Instead they rubbish everyone else's ideas while contributing nothing to the debate themselves. Like the truculent trade union leaders of the Seventies they greet every suggestion of reform with veiled threats that any change which would be awkward for them risks bringing the nation to its knees. They were at it again in Davos this week with Bob Diamond of Barclays Capital, Joseph Ackerman of Deutsche and Peter Sands of Standard Chartered taking it in turn not just to rubbish President Obama's proposals — drafted remember by Paul Volcker who has had more experience of banking and how it works than any of them.
Rather than whinge about regulation, bankers would be better employed thinking up an answer to points made in a speech on Wednesday by the Bank of England's Andy Haldane. In it he pointed out that banks could quickly restore themselves to health if they used their current huge levels of profitability derived from artificially low interest rates to support lending to the real economy and to repair their balance sheets. However, they show no sign of such responsibility and prudence because they prefer to dish the windfall profit out as bonuses and dividends.

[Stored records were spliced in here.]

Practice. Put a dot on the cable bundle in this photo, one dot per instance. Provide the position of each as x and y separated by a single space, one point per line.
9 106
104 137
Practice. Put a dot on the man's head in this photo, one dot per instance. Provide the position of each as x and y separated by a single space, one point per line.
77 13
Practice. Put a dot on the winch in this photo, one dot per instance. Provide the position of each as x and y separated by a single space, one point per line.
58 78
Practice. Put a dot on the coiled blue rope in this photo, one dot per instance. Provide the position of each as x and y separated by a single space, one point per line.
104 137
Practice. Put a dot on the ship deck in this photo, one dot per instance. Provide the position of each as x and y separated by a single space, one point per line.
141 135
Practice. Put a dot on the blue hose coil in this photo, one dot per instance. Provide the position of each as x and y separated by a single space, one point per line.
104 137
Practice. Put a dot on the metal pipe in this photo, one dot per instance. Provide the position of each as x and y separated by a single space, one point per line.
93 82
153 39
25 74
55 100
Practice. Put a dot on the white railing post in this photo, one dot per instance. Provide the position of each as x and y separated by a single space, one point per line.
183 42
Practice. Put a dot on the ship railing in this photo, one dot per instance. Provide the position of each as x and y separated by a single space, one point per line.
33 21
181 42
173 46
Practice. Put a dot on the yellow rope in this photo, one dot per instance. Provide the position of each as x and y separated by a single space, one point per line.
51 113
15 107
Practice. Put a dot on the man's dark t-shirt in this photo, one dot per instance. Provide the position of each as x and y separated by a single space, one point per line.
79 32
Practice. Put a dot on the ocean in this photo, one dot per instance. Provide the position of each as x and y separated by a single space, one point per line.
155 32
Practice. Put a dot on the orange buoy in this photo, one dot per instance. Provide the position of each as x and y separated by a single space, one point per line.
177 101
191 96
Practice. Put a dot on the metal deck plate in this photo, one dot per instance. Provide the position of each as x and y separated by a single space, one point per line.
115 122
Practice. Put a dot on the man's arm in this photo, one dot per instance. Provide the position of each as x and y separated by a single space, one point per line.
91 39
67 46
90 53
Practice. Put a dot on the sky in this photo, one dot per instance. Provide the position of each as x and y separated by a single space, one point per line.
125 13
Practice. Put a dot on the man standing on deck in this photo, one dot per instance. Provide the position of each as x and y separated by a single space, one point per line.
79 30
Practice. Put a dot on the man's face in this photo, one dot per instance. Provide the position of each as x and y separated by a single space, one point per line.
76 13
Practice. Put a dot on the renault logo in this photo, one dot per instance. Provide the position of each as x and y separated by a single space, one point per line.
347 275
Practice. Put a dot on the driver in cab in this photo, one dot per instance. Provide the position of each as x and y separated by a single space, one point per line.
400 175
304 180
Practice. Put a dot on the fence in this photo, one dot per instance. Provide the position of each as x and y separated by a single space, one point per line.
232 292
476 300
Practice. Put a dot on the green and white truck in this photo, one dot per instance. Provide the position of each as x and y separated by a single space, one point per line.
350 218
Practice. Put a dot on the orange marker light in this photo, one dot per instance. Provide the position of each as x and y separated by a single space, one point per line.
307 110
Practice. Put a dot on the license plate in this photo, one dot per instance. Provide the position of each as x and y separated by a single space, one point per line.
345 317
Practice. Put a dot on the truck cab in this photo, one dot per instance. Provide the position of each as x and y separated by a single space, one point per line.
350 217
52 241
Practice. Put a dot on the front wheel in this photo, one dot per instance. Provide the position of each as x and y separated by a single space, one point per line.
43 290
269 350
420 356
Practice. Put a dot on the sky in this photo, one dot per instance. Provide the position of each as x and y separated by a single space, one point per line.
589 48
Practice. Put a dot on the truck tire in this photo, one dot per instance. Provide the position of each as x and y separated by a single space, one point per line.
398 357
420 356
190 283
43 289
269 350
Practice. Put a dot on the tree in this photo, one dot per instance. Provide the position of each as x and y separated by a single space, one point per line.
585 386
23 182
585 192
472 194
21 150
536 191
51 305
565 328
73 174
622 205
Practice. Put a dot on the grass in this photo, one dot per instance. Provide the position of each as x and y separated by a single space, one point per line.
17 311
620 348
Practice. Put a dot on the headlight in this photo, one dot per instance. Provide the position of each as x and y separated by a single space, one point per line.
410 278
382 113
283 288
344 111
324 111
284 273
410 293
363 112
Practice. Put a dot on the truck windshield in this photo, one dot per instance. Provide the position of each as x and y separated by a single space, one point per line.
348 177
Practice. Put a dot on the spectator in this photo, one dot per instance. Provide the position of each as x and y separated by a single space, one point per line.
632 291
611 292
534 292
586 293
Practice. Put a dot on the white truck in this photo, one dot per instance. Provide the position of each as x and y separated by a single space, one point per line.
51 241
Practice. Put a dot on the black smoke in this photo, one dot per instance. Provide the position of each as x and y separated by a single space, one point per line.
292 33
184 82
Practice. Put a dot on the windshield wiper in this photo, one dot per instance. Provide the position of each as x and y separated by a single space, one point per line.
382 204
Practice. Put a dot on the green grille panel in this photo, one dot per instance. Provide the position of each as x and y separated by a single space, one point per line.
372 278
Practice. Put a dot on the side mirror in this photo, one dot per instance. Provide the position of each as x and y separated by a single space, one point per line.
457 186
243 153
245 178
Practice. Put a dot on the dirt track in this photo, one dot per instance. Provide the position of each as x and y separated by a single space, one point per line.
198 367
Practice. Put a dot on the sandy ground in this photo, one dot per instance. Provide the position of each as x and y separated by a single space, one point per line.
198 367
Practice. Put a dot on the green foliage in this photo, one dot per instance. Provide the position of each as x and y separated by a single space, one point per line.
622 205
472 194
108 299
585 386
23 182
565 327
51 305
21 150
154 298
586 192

Haldane demonstrates that had the bankers not been thus obsessed, they might not have needed the taxpayers' bailout. He says that if British banks had reduced their dividends by a third between 2000 and 2007 it would have generated £20 billion of extra capital. If they had trimmed payments to staff by only 10% it would have saved £50 billion in capital. If they had refrained from paying dividends in those years when they lost money it would have added £15 billion to the pot. Thus three simple measures — which normal management would regard as prudent — would have generated £85 billion of extra capital, which is more than the entire amount supplied by the government during the crisis.
Painful effects of the income gap
It is now understood that the rewards of globalisation have gone to a relatively small proportion of the population in this country. While the incomes of those running large corporations or working at almost any senior level in financial services have soared, the incomes for the majority of people have been squeezed.
Until recently those being squeezed put up with it, or rather did not realise how much it was happening because it coincided with the credit boom. They were in fact victims of a double deception, they felt wealthier because house prices were rising, and they could afford to take on more debt to maintain their spending because interest rates were so low.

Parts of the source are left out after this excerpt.